私のトレーは奥に押しやられたまままだ残ってる。私は座るなりトレーを自分の方に引き寄せるとソーセージにフォークを突き立てて勢いのまま口に運んだ。
テンがこちらを見ずに独り言のようにボソッと聞いてきた。「用件は何だった?」
「知らない」
「……そうか」
テンの数多い美点の一つは口数が少ないこと。

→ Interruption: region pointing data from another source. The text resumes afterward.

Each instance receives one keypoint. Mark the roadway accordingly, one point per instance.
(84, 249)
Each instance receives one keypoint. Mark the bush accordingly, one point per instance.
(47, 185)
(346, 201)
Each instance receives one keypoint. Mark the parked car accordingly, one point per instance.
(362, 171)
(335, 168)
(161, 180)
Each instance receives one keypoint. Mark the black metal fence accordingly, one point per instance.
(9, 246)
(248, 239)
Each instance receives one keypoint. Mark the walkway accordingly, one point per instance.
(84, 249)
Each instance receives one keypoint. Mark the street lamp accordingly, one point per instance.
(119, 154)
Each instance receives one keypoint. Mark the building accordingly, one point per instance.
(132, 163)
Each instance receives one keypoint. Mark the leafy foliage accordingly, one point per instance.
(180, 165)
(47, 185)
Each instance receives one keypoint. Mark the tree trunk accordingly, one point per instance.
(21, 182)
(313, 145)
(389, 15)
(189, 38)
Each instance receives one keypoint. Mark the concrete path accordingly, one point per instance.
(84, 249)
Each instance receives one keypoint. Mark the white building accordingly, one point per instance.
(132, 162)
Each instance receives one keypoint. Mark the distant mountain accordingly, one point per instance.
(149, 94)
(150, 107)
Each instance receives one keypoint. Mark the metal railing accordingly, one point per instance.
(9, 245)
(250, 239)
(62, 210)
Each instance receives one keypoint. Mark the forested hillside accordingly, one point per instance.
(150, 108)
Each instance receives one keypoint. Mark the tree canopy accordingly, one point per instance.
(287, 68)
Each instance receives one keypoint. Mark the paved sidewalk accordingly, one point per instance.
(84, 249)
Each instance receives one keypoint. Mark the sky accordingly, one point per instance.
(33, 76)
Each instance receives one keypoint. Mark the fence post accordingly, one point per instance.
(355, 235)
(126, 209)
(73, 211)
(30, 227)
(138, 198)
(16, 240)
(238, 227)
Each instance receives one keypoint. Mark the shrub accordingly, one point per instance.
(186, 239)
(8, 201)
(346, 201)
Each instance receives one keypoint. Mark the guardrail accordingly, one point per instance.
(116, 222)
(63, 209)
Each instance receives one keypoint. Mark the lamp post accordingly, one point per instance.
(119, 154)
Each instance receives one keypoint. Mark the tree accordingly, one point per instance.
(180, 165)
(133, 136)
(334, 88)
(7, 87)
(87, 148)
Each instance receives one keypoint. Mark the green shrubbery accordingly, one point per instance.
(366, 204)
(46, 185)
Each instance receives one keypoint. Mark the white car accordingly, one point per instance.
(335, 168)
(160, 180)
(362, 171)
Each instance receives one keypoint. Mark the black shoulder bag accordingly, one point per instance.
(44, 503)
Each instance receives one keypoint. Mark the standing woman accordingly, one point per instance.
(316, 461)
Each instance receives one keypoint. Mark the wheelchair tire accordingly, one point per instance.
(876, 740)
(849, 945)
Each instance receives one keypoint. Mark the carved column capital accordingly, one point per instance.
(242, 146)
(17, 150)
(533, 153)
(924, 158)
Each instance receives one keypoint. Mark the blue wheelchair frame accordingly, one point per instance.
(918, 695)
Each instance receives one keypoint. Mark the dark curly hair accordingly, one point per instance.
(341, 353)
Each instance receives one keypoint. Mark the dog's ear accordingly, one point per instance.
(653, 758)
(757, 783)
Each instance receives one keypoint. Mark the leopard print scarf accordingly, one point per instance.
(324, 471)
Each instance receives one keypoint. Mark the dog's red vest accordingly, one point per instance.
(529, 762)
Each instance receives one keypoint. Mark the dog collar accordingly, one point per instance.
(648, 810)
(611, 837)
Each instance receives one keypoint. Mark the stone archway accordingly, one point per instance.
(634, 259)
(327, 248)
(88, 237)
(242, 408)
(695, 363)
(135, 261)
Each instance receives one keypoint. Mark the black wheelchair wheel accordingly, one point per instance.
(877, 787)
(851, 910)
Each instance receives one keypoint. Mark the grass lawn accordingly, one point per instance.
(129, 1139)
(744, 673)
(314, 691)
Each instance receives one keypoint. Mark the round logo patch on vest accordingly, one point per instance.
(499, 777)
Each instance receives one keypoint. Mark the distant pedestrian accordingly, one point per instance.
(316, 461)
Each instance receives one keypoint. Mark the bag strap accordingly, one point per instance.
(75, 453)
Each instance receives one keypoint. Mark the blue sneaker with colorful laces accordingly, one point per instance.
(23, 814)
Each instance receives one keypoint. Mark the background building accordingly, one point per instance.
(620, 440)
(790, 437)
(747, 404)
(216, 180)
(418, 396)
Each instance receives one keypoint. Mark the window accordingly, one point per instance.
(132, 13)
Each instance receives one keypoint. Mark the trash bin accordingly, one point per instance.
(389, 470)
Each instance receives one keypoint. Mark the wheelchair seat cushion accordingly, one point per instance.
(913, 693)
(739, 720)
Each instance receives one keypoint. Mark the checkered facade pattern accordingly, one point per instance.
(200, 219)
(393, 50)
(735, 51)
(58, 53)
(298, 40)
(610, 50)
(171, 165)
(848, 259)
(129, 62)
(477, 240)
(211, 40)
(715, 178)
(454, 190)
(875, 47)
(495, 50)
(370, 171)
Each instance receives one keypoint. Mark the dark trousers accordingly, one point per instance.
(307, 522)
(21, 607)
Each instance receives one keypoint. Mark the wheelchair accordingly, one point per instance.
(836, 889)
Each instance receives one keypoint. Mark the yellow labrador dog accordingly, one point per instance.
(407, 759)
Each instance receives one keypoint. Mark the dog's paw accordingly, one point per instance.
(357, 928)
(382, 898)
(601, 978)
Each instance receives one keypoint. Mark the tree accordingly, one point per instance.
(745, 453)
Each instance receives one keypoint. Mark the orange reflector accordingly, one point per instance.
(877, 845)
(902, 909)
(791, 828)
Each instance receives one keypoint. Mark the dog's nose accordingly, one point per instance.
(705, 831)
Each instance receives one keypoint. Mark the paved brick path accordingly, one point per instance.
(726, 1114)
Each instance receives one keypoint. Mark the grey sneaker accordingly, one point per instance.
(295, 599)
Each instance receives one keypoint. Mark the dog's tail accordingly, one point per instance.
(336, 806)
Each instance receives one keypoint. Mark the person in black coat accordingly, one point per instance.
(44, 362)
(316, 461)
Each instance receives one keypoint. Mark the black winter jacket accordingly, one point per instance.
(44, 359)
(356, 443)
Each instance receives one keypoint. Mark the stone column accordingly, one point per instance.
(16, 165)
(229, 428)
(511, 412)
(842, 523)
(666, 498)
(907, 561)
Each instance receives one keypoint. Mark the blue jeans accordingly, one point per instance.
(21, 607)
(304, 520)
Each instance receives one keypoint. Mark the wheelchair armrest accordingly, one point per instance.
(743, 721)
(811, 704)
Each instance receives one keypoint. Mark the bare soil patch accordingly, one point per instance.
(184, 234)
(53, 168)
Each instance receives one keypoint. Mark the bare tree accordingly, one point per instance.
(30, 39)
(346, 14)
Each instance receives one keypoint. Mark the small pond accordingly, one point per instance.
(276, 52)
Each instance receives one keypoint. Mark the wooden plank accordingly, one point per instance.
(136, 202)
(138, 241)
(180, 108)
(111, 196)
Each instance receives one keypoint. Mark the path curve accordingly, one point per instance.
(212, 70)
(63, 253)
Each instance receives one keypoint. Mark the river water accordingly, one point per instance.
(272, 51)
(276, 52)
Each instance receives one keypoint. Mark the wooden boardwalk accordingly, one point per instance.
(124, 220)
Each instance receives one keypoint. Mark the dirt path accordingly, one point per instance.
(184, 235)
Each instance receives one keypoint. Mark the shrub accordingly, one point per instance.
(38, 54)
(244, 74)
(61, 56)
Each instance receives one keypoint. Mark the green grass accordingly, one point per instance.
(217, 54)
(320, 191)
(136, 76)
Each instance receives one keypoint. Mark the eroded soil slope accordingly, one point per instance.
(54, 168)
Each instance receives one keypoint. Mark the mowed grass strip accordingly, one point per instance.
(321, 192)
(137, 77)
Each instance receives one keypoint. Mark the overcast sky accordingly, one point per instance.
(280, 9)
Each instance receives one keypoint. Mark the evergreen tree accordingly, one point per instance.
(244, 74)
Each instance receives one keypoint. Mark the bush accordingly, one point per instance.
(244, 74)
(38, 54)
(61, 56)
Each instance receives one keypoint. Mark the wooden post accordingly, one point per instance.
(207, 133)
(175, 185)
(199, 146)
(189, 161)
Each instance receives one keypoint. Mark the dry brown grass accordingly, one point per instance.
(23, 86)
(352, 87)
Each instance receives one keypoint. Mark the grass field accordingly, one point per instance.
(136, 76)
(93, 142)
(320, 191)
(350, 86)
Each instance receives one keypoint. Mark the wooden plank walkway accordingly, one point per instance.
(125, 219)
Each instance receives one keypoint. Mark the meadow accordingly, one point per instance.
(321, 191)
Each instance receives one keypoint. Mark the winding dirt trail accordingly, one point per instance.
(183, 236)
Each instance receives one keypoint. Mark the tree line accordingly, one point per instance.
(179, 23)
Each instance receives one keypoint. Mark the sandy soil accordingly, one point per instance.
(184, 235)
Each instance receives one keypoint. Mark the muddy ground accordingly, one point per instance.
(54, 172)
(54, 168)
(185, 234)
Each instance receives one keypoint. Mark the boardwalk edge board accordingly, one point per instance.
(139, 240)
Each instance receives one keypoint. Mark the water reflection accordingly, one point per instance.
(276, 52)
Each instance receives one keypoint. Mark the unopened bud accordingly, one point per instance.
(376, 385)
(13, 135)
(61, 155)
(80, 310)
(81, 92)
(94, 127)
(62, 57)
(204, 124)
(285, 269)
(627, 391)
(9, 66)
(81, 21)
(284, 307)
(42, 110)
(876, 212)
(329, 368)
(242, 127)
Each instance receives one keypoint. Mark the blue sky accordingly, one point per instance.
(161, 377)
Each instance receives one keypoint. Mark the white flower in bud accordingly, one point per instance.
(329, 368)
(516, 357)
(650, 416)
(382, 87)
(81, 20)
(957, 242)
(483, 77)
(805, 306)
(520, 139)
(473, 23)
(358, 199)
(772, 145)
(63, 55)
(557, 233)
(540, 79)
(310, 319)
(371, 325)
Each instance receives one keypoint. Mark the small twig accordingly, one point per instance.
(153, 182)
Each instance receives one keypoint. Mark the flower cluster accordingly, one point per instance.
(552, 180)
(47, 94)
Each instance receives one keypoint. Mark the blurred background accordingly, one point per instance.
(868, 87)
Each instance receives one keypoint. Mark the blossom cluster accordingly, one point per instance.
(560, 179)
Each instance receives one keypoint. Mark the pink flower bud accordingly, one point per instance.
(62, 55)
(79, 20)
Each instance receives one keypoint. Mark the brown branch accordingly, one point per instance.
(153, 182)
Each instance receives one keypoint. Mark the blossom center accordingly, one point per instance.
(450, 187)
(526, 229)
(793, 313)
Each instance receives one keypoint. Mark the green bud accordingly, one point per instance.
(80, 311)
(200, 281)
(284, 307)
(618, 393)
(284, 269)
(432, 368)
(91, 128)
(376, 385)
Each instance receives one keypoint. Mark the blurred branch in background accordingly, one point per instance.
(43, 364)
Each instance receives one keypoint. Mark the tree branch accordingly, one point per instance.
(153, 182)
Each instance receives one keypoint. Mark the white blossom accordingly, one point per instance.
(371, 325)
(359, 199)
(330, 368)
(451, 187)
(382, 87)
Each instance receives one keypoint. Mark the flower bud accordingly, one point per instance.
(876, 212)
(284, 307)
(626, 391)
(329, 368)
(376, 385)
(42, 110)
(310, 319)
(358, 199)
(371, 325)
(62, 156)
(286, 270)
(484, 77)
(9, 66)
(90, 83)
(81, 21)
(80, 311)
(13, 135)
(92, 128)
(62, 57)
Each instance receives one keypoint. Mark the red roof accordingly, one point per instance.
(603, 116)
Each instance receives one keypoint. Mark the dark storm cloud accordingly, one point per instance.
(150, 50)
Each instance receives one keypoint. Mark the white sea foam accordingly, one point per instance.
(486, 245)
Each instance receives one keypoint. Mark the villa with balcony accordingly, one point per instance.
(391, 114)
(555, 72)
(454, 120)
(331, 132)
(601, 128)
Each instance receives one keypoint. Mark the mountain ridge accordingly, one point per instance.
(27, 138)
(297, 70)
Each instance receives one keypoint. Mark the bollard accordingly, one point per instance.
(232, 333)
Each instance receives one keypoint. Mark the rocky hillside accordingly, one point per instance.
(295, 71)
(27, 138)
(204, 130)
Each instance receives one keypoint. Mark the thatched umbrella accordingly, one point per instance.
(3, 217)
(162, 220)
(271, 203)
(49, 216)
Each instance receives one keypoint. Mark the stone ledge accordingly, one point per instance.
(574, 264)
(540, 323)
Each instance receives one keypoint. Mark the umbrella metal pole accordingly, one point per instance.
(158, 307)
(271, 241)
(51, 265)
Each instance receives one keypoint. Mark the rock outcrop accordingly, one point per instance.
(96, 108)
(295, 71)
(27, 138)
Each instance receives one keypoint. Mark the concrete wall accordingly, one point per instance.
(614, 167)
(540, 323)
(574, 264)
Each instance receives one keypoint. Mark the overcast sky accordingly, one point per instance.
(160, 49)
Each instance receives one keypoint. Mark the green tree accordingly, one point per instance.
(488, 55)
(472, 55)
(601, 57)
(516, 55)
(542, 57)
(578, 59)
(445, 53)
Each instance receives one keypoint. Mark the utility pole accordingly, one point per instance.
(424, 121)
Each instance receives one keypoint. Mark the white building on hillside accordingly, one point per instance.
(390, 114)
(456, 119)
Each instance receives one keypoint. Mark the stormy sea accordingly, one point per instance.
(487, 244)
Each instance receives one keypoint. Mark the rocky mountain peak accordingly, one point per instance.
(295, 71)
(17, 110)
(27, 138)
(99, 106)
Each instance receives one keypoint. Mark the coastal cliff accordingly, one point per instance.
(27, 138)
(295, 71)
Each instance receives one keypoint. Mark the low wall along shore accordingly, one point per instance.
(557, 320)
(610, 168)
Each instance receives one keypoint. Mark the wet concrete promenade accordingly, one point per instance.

私たちは無言で残りの食事を平らげると、次の授業の準備のために立ち上がった。
食堂を出る時、テンは一瞬だけすごく心配そうな顔で私の方を見たけれど、何も言わずにいてくれた。
もしかしたら目が赤くなってるのかも。彼に泣き顔を見られるのは初めてってわけじゃないし、別にいい。
テンに頼ろうかと一瞬だけ考えた。話を聞いてもらうだけでも。
だけど、学院長派の下っ端の彼に頼るのはどう考えても得策じゃないし、余計な負担をかけてしまう。迷惑をかけたくない。テンはまじめくさったその見た目の100倍は優しい人だから。
メイシスの謎の呼び出しはある意味私を冷静にさせた。
なぜかこのまま学院にいて良いんだと思えたし、ヨアニスに処分が下ったことでもう学院でも会うことは無くなったわけだから、その分安心できた。
なのに、『もう会わなくて済む』はずなのに、『もう会えない』と感じてしまうのはどうしてだろう。虚しい日常は何も変わらずにやけに順調に過ぎていく。
むしろ頼るものを失った私は、今までの甘えを捨て去ったことで研ぎ澄まされていき、私の組み立てる魔術は高等部の教師たちを満足させるレベルまで上がっていった。
それでも夜はたまらなく寂しくて、少しだけ窓の木戸を開けて寝るのが習慣になっていた。
昼間は悲しみを押し隠せても、夜の魔力が私の心を曝け出してしまう。ナッツの愛くるしいくりくりした黒い目を思い出すたびに涙が滲むのだった。
孤独が私を苛む。
ふと思う。こんな時、百合子はどうしていただろう。彼女も一人ぼっちだった。親とも疎遠で、唯一の家族だった夫に裏切られ、友達もいなかった。
それでも悩んではいたものの、こんなに苦しんではいなかった。むしろ新しい生活に希望を見出していた。
彼女にとって〈孤独〉とはもっとも信頼できる友達だった。
百合子を見習おう。その強さを。